There are probably other ways to address this as well, such as a full Gen Ed revision (which we’d almost have to do anyway if we pursue the Q major). But we can’t not deal with it and just add things.

4 Comments

  1. I’m very much looking forward to the Q and to engaging in work that will be much more creative and productive than what I’ve been forced to do for the least fifteen years in the old curriculum, schedule, etc. I hope we don’t even begin to discuss moving all 5 breadth requirements into the place where students are supposed to be pursuing their passions, not checking off boxes. I would like a chance to reflect on my major curriculum and see what updates we may want to make there, before we address the gen ed.

  2. Hi,

    When we talked (very briefly) about the possibility of housing the breadth requirements in the Q Major, the assumption was that it would be *our* responsibility to make sure that the structure of the Q Major hit all the breadth requirements, not the student’s. We were not thinking in terms of “checking boxes”, but to ensure that a Q Major included perspectives and skills from all the divisions. The example that popped into my head (and I’m not saying it’s a good example) was that if the passion the student were pursuing in the major were the real-world problem of “poverty”, there could be a business class on why the poverty problem is so intractable, a humanities class on how poverty affects the human condition, good and bad. A social sciences class on the psychology of poverty, or the social structures around how race and poverty intersect. A science class about the mapping of poverty, or how poverty connects (or doesn’t connect) with the distribution/exploitation of natural resources (this could be team taught with economics?). And finally an arts class that looks at how poverty has been both vilified and sanctified in visual arts. Like I said, not the best idea, probably, but my point was that we could structure the Q Major in such a way that they hit all the breadth requirements as they explored their passion in an inter-, cross-, multi-disciplinary path. And that would definitely not be “checking off boxes”.

    • Don, this is just the kind of thinking that is quite intriguing as we move ahead with the conversations about implementation that Rob mentions below. Using the Q Major to meet students where their interests lie and then working with them to address the common learning outcomes identified as central for every Guilford student itself is a creative and innovative space that Mylene and others have already identified as one of the attractive elements of this new structure.

  3. I had been wondering about the gen ed credits when reading Frank’s memo, and the faculty meeting numbers just added more questions. One statement in Frank’s memo was “Outside of the Q Major, the remaining general education requirements would be reduced to 32 credits, including a redesigned FYS whose pedagogy privileges the students’ skills in working in collaborative teams and on presentation skills (as part of the QEP).” But I didn’t hear anything about cutting gen ed at the faculty meeting. Dave’s point that we can’t just add things is certainly correct.

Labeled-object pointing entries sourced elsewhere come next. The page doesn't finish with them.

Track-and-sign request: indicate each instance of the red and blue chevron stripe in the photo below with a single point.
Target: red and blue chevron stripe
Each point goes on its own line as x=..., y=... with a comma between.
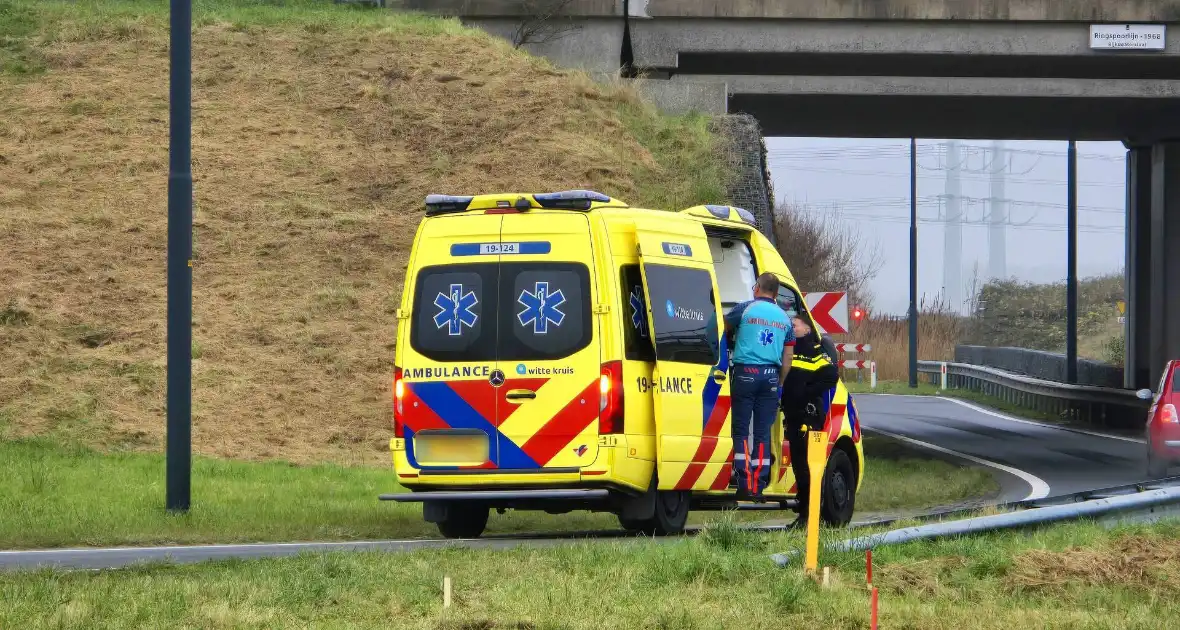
x=477, y=405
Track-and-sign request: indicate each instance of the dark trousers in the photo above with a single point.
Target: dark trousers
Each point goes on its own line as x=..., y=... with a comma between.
x=804, y=404
x=754, y=392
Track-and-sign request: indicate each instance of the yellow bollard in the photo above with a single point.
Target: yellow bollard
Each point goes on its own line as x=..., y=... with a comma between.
x=817, y=460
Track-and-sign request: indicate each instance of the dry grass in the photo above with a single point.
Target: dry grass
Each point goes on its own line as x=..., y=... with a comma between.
x=1138, y=562
x=314, y=142
x=890, y=339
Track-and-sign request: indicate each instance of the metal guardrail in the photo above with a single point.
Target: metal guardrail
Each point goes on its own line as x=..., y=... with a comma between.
x=1136, y=501
x=1102, y=406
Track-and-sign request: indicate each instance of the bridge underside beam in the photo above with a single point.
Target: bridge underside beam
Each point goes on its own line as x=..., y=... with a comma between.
x=967, y=117
x=1153, y=268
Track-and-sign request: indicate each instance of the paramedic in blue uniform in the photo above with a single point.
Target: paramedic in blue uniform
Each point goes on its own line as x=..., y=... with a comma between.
x=764, y=343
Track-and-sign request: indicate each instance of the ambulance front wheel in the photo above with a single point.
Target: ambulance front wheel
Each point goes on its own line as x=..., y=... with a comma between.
x=672, y=512
x=839, y=497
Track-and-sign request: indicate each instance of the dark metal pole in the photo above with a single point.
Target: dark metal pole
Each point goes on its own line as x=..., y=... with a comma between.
x=1072, y=267
x=179, y=260
x=913, y=262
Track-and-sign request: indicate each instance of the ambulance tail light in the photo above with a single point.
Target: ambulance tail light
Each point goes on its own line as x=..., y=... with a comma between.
x=399, y=394
x=610, y=398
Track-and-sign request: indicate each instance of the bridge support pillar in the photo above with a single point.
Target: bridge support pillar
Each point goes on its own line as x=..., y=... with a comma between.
x=1165, y=256
x=1153, y=261
x=1136, y=371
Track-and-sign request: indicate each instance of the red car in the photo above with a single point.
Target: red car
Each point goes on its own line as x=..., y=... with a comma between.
x=1164, y=422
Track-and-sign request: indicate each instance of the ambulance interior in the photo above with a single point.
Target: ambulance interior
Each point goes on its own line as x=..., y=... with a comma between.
x=734, y=266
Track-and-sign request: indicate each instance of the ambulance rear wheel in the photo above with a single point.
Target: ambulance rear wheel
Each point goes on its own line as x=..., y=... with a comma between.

And even if we did cut the left column to 32 credits, it won’t just be current high-credit majors that have issues. For example, double-majoring becomes much less feasible, and that will hit some programs harder than others. Double-counting can help, but with the risk, as Wendy noted, of having a box-checking curriculum. And to Don’s comment, if the faculty are specifying something as rigid as “All Q majors must incorporate all breadth requirements,” are we moving away from the concept that a Q major is primarily student-designed, representing their passion?

    I like the potential of the Q major; I am intrigued by 12/3. But implementing either or both of those will mean making choices about what we will no longer do. Any work on implementation plans should address that question very early in the process. It will only get harder the more we delay it.